When I think of Great Britain, a number of things come to mind.... fish and chips, Monty Python, the Rolling Stones, and the Queen among them. That kingdom has always been indelibly linked with the United States. Of course our nation began as England's colony, and for much of our history Great Britain has been our closest ally. When we stumble into disastrous foreign policy, it seems like our old pal is always there to warily back us. Ultimately I conceptualize Great Britain as a slightly wiser, minimally less contentious, older brother.

So what is the path our elder sibling is blazing for us to follow? They are putting thought and government funds into considering a "Robot Bill of Rights". What does that mean, exactly? Does it refer to the objectionable pattern of complacency in the face of global terror that their citizenry shares with ours? No... take this one literally. They are sincerely imagining a day when our mechanical helpmeets rise up and demand their liberties. No more government opression on the assembly line! R2D2 and C3PO are all grown up. And they want what's coming to them, as fellow inhabitants of the kingdom.

I... am... not... kidding. Speculation about what might happen as robots become able to "reproduce, improve themselves or develop artificial intelligence" has led to this conclusion... that robots may demand their rights. This is the result of a series of "scans" (summary papers) from the UK Office of Science and Innovation's Horizon Scanning Centre. The specific paper, titled "Utopian Dream or the Rise of the Machines?", envisions the very real possibility of having to confront this issue in the next two to five decades. Robotic development will create a new class of "digital citizens", with the accompanying rights to healthcare and proper housing. Of course, as the study points out, with these rights will come responsibilities... such as an obligation to vote, pay taxes, and serve compulsory military service.

If we weren't squarely mired in the deep and dark days of December, I might suspect this is all some sort of ridiculous April Fool's Joke. What bunch of skittles-and-coffee-consuming, Star Trek-watchin', pocket protector-wearin' nerds could come up with something like this? Just how much Heavy Metal magazine-reading does one have had to have done in their childhood to consider this a serious possibility? And what kind of government accounting office stamps their approval on this kind of research? I can almost hear the bleating of the Conservative Right if this kind of activity crosses the Atlantic and infects our own taxpayer-funded think tanks.

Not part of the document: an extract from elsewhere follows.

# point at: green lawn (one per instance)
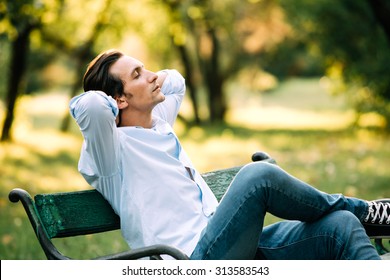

But perhaps we do well to drop the skepticism for a moment, and consider the merits of the argument. If we develop an authentically humanlike intelligence, will we have a corresponding duty to recognize its fair claim to the "natural rights of man"? We will be creating robots in our own image... and shall we not accord the same privileges that we demand for ourselves? If you are a God-faring man/woman, do you believe that the Lord has extended any basic rights to humans? I guess that we'd have to consider the function that humans, and robots as an extension, were "created for" in the first place. If we vest robots with freewill, we'd almost have to come up with a structure of morality for them... and I don't see the point in reinventing the wheel. And I think the same thing would apply for those among us who are purely secular. If our own ideas of social organization are good enough for us, shouldn't the same apply to our inventions? If we intend to keep them solely as servants, perhaps we should draw up short of giving them human capabilities.